O Tribunal de Justiça do Ceará (TJCE) aprovou a extinção de 34 comarcas e a transferência de 26 unidades judiciárias de municípios com menores demandas. A votação realizada ontem no pleno do TJCE, faz parte do projeto de reforma da organização judiciária estadual. A proposta contempla aumento de zonas, transferência de varas, revisão de competência das unidades, redistribuição de juízes e critérios para implantação de novas comarcas.
Além dessas mudanças, uma das varas de Trânsito se transformou na 4º Vara de Tóxico e os juizados especiais dos municípios de Aquiraz, Senador Pompeu, Baturité e Icó, que iriam ser extintos para se tornarem varas comuns, permanecerão com a mesma nomeclatura até a elaboração de uma nova resolução pra ampliar suas competências .

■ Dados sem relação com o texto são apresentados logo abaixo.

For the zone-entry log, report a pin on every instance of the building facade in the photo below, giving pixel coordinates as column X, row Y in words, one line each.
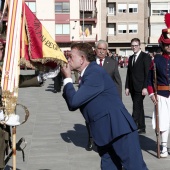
column 116, row 21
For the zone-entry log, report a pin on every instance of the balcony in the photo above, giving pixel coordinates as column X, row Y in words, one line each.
column 90, row 38
column 88, row 16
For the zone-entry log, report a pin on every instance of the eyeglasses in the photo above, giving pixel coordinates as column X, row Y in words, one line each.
column 101, row 49
column 134, row 45
column 167, row 45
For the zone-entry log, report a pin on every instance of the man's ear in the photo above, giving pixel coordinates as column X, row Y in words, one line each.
column 95, row 52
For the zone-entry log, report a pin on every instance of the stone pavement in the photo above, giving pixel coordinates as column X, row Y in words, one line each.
column 56, row 138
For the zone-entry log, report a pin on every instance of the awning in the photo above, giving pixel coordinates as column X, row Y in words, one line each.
column 87, row 5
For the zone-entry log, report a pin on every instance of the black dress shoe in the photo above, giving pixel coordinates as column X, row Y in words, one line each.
column 56, row 91
column 90, row 145
column 141, row 131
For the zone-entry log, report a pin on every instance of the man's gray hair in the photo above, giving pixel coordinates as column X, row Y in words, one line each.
column 101, row 42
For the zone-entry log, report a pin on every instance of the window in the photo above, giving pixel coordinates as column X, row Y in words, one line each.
column 62, row 29
column 122, row 28
column 111, row 29
column 111, row 9
column 133, row 28
column 160, row 8
column 122, row 8
column 87, row 29
column 156, row 29
column 62, row 7
column 133, row 8
column 32, row 6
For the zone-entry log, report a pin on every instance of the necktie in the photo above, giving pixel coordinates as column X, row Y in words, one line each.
column 134, row 57
column 101, row 62
column 79, row 79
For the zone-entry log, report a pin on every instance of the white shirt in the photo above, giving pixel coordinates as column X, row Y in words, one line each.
column 137, row 54
column 70, row 80
column 98, row 61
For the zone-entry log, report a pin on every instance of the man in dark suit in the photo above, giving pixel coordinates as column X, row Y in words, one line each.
column 108, row 63
column 111, row 67
column 136, row 82
column 112, row 127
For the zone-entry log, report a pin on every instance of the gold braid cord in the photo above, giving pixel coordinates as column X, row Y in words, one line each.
column 10, row 104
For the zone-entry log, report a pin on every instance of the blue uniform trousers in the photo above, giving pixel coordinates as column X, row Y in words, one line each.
column 124, row 151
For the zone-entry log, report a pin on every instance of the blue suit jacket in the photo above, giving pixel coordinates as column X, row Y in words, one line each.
column 100, row 104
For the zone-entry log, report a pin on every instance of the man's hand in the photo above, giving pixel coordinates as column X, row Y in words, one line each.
column 153, row 98
column 144, row 92
column 127, row 92
column 65, row 69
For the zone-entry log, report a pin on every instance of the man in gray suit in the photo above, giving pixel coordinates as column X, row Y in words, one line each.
column 111, row 67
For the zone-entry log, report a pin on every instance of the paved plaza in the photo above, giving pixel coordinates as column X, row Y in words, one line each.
column 56, row 138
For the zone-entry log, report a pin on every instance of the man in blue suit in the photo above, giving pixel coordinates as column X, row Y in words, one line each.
column 112, row 127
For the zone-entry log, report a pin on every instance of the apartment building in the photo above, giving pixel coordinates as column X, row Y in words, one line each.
column 116, row 21
column 157, row 9
column 124, row 20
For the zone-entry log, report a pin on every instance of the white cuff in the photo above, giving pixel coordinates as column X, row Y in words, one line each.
column 151, row 94
column 67, row 80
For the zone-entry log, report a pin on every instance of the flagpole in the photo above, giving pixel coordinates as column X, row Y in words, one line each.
column 83, row 23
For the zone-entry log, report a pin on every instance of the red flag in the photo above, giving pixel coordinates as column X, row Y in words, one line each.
column 40, row 47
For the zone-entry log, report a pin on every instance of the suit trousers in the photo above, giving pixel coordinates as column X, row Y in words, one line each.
column 124, row 152
column 138, row 109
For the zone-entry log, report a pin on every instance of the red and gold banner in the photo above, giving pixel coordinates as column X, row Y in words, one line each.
column 40, row 47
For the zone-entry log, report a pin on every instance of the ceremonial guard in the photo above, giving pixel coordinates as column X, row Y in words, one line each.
column 162, row 70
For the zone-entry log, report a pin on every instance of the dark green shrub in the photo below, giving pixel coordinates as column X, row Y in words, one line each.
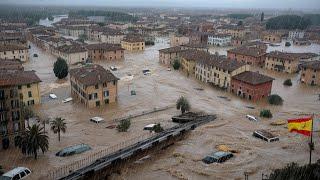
column 158, row 128
column 275, row 99
column 287, row 82
column 176, row 64
column 287, row 44
column 124, row 125
column 149, row 43
column 266, row 113
column 296, row 172
column 60, row 68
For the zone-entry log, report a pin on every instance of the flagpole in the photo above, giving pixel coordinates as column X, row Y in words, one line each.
column 311, row 145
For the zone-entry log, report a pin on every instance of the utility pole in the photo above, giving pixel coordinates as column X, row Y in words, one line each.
column 311, row 144
column 246, row 175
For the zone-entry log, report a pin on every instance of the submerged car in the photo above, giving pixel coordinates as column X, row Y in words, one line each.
column 76, row 149
column 16, row 173
column 265, row 135
column 217, row 157
column 251, row 118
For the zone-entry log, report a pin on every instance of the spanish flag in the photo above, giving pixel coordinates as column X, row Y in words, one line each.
column 301, row 125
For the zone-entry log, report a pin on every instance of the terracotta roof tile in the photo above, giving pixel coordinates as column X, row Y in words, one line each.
column 253, row 78
column 93, row 74
column 18, row 78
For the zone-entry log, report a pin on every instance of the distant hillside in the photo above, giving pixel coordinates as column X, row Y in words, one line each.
column 110, row 15
column 288, row 22
column 239, row 16
column 314, row 18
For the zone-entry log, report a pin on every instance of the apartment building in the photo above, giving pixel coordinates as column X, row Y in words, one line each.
column 72, row 53
column 251, row 55
column 11, row 65
column 133, row 43
column 296, row 34
column 104, row 51
column 112, row 37
column 189, row 58
column 310, row 73
column 14, row 51
column 218, row 70
column 13, row 38
column 16, row 88
column 168, row 55
column 286, row 62
column 251, row 85
column 273, row 36
column 93, row 86
column 219, row 39
column 178, row 40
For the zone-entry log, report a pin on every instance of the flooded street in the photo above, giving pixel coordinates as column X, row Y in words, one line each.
column 162, row 88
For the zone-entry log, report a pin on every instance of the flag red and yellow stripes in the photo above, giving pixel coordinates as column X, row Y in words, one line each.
column 301, row 125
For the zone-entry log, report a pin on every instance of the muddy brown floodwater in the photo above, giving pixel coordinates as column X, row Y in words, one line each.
column 162, row 88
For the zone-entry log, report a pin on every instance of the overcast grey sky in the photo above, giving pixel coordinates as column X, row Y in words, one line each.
column 283, row 4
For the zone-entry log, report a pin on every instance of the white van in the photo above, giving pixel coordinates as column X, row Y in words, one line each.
column 96, row 119
column 16, row 174
column 251, row 118
column 149, row 127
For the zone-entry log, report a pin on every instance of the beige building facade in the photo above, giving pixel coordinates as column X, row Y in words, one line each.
column 13, row 51
column 93, row 86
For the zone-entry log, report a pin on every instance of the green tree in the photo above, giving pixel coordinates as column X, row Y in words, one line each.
column 50, row 18
column 32, row 140
column 287, row 82
column 288, row 22
column 60, row 68
column 183, row 104
column 27, row 113
column 296, row 172
column 158, row 128
column 275, row 99
column 101, row 24
column 124, row 125
column 262, row 16
column 58, row 125
column 176, row 64
column 287, row 44
column 1, row 170
column 266, row 113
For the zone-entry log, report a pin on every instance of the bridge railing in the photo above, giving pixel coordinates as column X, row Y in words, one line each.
column 142, row 113
column 65, row 170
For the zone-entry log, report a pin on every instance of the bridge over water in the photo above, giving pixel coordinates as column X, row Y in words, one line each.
column 105, row 166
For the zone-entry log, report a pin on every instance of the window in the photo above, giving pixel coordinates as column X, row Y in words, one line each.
column 16, row 177
column 106, row 93
column 97, row 103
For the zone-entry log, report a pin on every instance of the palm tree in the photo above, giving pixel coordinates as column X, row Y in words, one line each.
column 58, row 125
column 1, row 170
column 32, row 140
column 183, row 104
column 27, row 113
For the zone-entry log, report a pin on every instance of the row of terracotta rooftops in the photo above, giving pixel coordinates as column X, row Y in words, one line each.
column 207, row 59
column 92, row 74
column 13, row 74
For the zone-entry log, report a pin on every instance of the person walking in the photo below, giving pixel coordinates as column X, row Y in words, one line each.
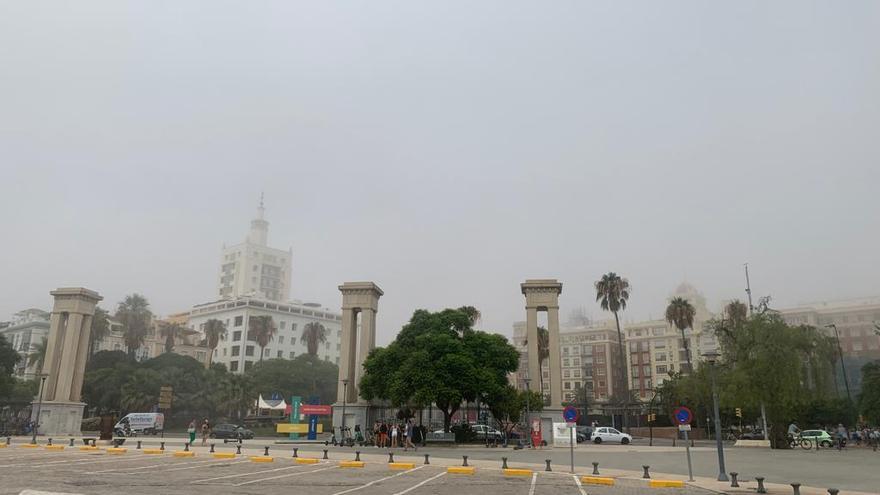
column 191, row 429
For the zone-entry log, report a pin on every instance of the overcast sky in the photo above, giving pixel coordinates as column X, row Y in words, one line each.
column 445, row 150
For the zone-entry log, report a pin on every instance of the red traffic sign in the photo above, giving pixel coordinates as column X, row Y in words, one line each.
column 682, row 415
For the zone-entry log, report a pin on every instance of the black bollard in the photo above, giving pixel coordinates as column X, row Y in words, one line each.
column 760, row 480
column 733, row 482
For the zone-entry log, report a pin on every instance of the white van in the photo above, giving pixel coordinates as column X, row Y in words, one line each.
column 144, row 423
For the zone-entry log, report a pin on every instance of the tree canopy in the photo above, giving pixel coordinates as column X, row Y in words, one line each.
column 438, row 358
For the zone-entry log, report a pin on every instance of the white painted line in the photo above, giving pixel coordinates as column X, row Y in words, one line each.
column 577, row 481
column 284, row 476
column 432, row 478
column 343, row 492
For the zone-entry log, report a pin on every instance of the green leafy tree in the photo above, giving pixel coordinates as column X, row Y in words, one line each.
column 261, row 329
column 680, row 313
column 314, row 334
column 438, row 358
column 135, row 316
column 215, row 331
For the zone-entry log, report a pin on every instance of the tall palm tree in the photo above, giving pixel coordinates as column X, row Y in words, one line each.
column 612, row 293
column 314, row 334
column 261, row 329
column 171, row 332
column 681, row 313
column 215, row 330
column 134, row 315
column 37, row 356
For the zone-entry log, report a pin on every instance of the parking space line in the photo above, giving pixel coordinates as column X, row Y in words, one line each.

Durante a votação, o texto foi aprovado por unanimidade, com isso, o projeto será enviado à Assembleia Legislativa para deliberação e, caso aprovada, para a sanção do governador Camilo Santana. O relatório final foi apresentado aos magistrados (desembargadores e juízes), servidores, ao Ministério Público, à Defensoria Pública e à Ordem dos Advogados do Brasil - Secção Ceará (OAB-CE), que acredita que a medida pode dificultar o acesso da população à Justiça.
De acordo com o presidente do TJCE, desembargador Gladyson Pontes, o objetivo da reforma é garantir o pleno acesso do cidadão à Justiça. "Vamos otimizar a prestação jurisdicional. Não fizemos nada sem pensar no jurisdicionado, razão maior da nossa atuação", destacou.
Já o desembargador Heráclito Vieira de Souza Neto, responsável pelo estudo de viabilização do projeto apresentado no pleno do TJCE, explica que os esforços não tiveram o foco prioritário de reduzir custos, mas dar um tratamento racional às demandas, melhorando o atendimento aos jurisdicionados. "Além de critérios do CNJ, como a demanda de casos novos inferior a 50% da média, no último triênio, também levamos em conta o número de habitantes e a distância entre as comarcas", aponta.
O presidente da OAB/CE, Marcelo Mota, se manifestou desfavorável à transformação das comarcas vinculadas (que funcionam sem estrutura funcional própria, atrelada a uma comarca de maior porte) em termos judiciários. "Peço uma reflexão. Que não seja um Tribunal, composto por homens e mulheres, do mais elevado grau de intelectualidade, de compromisso com a Justiça, de dignidade, a fazer com que aquele sertanejo, aquele jurisdicionado, que está nos locais mais distantes do Estado, seja desestimulado a buscar seus direitos, seja tolhido do acesso do Poder Judiciário. Esperamos sensibilidade", ressalta.